Archeological excavation along the Congo River suggests that the origins of the Kongo people can be traced back thousands of years. The Kongo are said to have originally settled along the river to utilise and exploit its diverse and rich resources. Eventually they developed farming and trading methods.
The Kongo formed an official and absolute monarchy during the 14th century. Nobles were chosen by the king and they were the spokespeople of the royal family. One of their key duties also included acting as advisors to the king in an effort to keep the peace.
The tribe was first discovered in Angola upon the arrival of the Portuguese colonials. The Kongo people agreed to trade in ivory and copper with the Portuguese until the early 1500s and the introduction of slavery. As the Belgians arrived in the DRC and the French discovered the Kongo people of Congo-Brazzaville, European powers divided the kingdom and its people among the French, Belgians and Portuguese.
Today half of the 3.3 million Kongo people inhabit one specific neighbourhood within the Republic of Congo’s Capital city, Brazzaville. The neighbourhood of Bakongo lies close to their place of origin near the Congo River rapids. The rest of the population remains spread across their traditional homeland.
The Kongo people have retained some of their traditional cultural practices, but many things have changed since the 14th century. Their language is just one example. Although many Kongo people still speak the same ‘Kikongo’ language as they did thousands of years ago, the tribe has expanded and in the process added smaller languages such as ‘Lari’ and ‘Munukutuba’.

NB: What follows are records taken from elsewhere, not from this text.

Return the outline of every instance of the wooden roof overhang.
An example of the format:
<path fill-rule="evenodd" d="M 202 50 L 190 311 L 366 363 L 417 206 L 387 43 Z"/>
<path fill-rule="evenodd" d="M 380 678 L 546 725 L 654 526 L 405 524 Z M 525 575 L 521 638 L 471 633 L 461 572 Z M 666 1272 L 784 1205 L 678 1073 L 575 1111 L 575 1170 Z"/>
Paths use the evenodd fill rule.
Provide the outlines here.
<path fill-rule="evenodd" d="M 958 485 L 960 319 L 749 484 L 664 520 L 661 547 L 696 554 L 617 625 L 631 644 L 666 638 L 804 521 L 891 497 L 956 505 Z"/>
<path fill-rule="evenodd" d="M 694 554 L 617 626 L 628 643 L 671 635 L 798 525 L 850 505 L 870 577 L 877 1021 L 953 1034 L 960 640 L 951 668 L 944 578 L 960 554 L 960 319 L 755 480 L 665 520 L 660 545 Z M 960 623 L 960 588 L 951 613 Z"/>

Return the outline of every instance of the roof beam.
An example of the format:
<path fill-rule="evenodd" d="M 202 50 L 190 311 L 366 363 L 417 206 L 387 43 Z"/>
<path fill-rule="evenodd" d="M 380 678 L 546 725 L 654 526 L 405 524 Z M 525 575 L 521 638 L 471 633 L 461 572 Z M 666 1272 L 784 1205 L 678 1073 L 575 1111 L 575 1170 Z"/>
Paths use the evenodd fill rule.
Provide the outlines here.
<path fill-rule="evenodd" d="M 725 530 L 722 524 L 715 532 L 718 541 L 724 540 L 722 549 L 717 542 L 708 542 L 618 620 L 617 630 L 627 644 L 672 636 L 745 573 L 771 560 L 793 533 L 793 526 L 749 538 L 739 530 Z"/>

During the 14th century the Kongo people practised traditional African religion. Many still practise this religion today. Through the years many Kongo people have adapted to practising Christianity which was first introduced to them in the 15th century by French colonials. Of these Christians, a large number of Kongo people are also known to practise Kimbanguism, a branch of Christianity founded by Simon Kimbangu in the Democratic Republic of Congo.
The Kongo people also are renowned for their distinctive meals that incorporate ‘bushmeat’ or meat from chimpanzees, crocodiles and tortoises, among others. Most meals are prepared within their communities. A local vegetable known as ‘matebele‘ also plays an important role. These meals are mostly cooked during traditional celebrations such as weddings, dances and other cultural events.